As Comet Ison edges closer to the sun and potential death, IBTimes UK finds out the significance of the "Comet of the Century" and what secrets it will reveal about the solar system.
Ison will reach perihelion - the point where it is closest to the sun - on 28 November. It will either be torn apart or will be catapulted round for its return journey past Earth.
At present, it is travelling at almost 3 million mph and is 10 million miles from the sun. Astronomer Stephen Lowry told IBTimes UK that latest reports appear to show Ison breaking up and that it will not survive its close encounter with the sun.
However, whatever its fate, Ison should provide scientists with details about the solar system and its formation.
Natalie Starkey, postdoctoral research associate in planetary and space sciences at the Open University, will analyse particles of the comet to find out more about its history.
"My research looks at trying to understand the early solar system," Starkey said.
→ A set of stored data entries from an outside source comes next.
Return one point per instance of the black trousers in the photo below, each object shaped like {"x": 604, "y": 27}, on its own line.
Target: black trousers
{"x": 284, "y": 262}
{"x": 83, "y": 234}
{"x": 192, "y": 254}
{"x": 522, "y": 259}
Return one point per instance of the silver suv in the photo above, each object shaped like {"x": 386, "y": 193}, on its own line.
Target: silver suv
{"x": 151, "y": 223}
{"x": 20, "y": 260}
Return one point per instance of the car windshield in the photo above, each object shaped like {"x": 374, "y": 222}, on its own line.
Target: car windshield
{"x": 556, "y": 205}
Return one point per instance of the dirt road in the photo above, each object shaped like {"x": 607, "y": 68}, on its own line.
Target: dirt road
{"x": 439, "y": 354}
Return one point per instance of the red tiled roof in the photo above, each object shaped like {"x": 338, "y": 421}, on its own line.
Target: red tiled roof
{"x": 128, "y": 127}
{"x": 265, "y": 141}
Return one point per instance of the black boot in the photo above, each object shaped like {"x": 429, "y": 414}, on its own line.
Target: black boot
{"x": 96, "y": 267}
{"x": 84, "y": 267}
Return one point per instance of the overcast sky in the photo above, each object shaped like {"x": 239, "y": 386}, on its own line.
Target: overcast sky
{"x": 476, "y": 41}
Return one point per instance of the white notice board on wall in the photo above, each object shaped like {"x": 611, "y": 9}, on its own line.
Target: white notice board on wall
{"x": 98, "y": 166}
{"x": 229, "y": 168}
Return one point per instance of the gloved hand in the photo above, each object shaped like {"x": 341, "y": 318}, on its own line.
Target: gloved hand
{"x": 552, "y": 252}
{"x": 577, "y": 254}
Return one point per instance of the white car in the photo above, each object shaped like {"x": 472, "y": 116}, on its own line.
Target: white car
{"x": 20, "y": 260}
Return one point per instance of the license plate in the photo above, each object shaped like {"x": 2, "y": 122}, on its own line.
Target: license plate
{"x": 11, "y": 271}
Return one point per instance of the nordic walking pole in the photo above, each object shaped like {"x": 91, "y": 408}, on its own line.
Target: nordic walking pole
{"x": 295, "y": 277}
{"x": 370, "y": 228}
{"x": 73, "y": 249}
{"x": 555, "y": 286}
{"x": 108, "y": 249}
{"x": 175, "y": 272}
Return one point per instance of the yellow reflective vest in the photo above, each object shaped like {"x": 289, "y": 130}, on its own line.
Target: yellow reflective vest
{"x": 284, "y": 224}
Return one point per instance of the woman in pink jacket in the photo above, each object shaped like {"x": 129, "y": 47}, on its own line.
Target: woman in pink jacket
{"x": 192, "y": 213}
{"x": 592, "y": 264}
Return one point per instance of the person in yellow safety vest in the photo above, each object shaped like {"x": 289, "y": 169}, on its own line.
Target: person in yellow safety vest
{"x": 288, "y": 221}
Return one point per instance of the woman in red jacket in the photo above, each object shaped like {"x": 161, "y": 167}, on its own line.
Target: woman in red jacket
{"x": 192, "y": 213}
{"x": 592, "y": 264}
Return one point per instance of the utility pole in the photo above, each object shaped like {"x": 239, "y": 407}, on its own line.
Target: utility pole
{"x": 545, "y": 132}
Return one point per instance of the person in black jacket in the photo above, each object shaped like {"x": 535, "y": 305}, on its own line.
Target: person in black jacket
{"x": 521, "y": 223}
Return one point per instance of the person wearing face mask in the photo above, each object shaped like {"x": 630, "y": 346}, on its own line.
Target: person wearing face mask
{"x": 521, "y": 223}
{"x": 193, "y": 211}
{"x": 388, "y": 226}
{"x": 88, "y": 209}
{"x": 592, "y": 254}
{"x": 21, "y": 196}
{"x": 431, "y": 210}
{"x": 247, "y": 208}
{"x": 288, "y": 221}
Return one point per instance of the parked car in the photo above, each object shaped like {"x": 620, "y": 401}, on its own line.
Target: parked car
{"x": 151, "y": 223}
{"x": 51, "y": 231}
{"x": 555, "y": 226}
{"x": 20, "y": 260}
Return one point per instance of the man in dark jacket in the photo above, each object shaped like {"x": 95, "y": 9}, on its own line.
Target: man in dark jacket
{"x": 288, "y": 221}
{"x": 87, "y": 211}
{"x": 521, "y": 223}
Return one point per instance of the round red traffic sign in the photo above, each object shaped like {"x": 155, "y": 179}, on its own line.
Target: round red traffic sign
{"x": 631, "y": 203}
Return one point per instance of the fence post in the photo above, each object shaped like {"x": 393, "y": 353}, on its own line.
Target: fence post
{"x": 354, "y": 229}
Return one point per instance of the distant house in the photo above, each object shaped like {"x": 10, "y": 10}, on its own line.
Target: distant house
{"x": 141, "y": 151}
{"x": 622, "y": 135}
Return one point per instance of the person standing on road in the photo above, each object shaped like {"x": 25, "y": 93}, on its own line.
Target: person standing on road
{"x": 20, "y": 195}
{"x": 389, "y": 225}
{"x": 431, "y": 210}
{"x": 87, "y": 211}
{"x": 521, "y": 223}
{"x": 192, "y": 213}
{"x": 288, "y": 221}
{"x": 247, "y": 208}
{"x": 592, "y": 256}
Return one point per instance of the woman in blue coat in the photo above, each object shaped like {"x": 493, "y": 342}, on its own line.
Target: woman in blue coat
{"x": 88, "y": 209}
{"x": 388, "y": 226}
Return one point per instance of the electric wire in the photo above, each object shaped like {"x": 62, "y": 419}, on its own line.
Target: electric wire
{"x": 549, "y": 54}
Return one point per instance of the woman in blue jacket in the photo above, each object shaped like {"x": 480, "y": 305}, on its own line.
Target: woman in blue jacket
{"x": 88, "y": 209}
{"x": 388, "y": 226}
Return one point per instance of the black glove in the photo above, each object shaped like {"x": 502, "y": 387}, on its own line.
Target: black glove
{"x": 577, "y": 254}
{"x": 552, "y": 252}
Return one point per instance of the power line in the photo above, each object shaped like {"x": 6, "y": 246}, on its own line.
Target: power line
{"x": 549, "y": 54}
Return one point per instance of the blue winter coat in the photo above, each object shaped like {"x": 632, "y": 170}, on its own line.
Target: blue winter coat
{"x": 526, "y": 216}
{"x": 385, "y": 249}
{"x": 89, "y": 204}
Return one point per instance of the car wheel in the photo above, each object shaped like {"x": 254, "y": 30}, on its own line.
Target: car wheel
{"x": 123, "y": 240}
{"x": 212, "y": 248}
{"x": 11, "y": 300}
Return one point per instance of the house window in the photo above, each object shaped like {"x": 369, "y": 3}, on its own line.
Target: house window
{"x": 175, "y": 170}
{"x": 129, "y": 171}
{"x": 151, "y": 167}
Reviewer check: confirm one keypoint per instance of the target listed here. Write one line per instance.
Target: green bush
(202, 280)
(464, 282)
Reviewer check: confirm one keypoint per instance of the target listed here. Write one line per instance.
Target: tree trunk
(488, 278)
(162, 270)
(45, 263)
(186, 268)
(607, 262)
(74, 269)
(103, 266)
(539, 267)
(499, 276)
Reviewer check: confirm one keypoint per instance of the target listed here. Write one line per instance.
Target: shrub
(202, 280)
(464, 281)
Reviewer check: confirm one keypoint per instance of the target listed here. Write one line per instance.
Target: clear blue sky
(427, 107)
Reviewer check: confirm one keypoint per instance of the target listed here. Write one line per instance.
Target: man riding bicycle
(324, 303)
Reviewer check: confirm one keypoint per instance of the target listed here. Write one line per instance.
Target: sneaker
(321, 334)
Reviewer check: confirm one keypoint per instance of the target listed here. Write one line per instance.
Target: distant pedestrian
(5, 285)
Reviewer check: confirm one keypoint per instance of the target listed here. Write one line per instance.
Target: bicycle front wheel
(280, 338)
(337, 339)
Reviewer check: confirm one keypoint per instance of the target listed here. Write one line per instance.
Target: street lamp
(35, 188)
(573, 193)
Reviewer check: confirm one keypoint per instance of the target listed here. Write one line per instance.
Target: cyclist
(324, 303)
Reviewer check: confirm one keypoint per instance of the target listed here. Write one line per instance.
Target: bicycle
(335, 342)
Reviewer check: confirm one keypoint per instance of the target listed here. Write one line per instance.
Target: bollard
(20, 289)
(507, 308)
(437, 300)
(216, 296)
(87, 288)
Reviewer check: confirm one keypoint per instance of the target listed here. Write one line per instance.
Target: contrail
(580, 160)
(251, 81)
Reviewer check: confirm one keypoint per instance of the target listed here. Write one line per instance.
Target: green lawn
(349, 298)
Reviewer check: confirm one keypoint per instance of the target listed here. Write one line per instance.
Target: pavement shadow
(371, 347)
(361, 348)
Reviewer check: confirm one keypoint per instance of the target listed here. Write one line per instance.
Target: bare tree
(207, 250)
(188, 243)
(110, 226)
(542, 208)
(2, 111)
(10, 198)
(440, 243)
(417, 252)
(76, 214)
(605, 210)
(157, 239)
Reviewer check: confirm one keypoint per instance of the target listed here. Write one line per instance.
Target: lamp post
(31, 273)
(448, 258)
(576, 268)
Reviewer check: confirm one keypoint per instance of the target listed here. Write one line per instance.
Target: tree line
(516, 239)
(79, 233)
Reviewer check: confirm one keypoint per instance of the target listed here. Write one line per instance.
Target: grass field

"Comets are the building blocks of the early solar system. They were the very earliest dust and ice from 4.6 billion years ago that was contained out in the outer solar system and formed into these comets.
"Comets are great because they're icy so they've essentially preserved all this very early dust and ice out in the outer solar system away from the sun - it's kind of the deep freeze of the solar system."
Starkey said that we cannot send spacecrafts to the Oort Cloud, where Ison is believed to have come from, because it is too far, so scientists have to wait for one to enter the inner solar system.
"When we get one of these comets in it's exciting because it's like a time travel capsule coming in from the outer solar system and we can sample something that is carrying the oldest material in our solar system."
Sarkey said she will look to analyse the comet's isotopes - the basic forms of the different elements - to understand more about its origins. She said recent research into comets has shown they are more complicated than first believed.
"Some of them contain little pieces of dust that form in the inner solar system which shouldn't be the case on our previous models of how everything formed - so they're telling us a lot more and revealing a lot about how our solar system formed. Comets might have delivered organic material to Earth about three billion years ago. We think they could have brought water, because we don't know where all the water on Earth came from and we don't know where life started."
Speaking about what she hopes to find out from Ison, Starkey said: "We think Ison is entering the solar system for the first time and that is probably the case but if we measure little pieces of it we can build up a better picture of it.
"We can also look at the isotopes of the water... to tell us a lot about where the comet formed. We're building a picture of how everything started and what composition we started with, because we still don't actually know. Ison can give a little snapshot."
The importance of Ison to those analysing its particles is that it will be only the second sample from an identified comet.
"The rest of the time we just have to deal with samples that come raining down," Starkey said, adding that around 40,000 tonnes of dust falls on Earth every year.
Speaking about what she expects from Ison's particles, Starkey said she believes it will have characteristics found in other comets, but that it may throw up a few surprises.
"The chances are it will give us some crazy number that we're not expecting because that is how science works most of the time. And if we find something opposite to what we're expecting, often that is more interesting as there is more to talk about and leads to different models about how everything formed."
If Ison makes it around the Sun and escapes a fiery death, it should produce two meteor showers - one from when it passed Earth on its way to the Sun and another on the way back. "It's unprecedented that we would get two meteor showers at the same time on different sides of the Earth, so that's something to look out for. If Ison doesn't make it, we should still definitely get one."
The particles from the meteor shower or showers will be collected by Nasa using a research version of the U2 spy plane. Starkey revealed that "they've got a research version of the U2 spy plane called the ER2 and this is what Nasa uses. It flies really high in the sky - about 25km - and it has little sticky pads on the bottom of the wings. They open up these little pods with the sticky pads when they're very high up and fly around for hours and wait for the particles to rain down.
"They then fly back down and there's an extremely clean lab over in Huston and they pick the particles off the sticky pads."
Commenting on Ison's fate, she added: "It is very close to the Sun now. At this stage it's got all the Sun's gravity exerting forces on it and it's getting extremely hot. It's quite a small comet, so it has a chance of breaking up. Tomorrow and the next day will be the moment of truth, but I really hope it does survive.
"This is a rare event and so I would urge people - if it survives - to try to have a look for it because it isn't something that happens very often."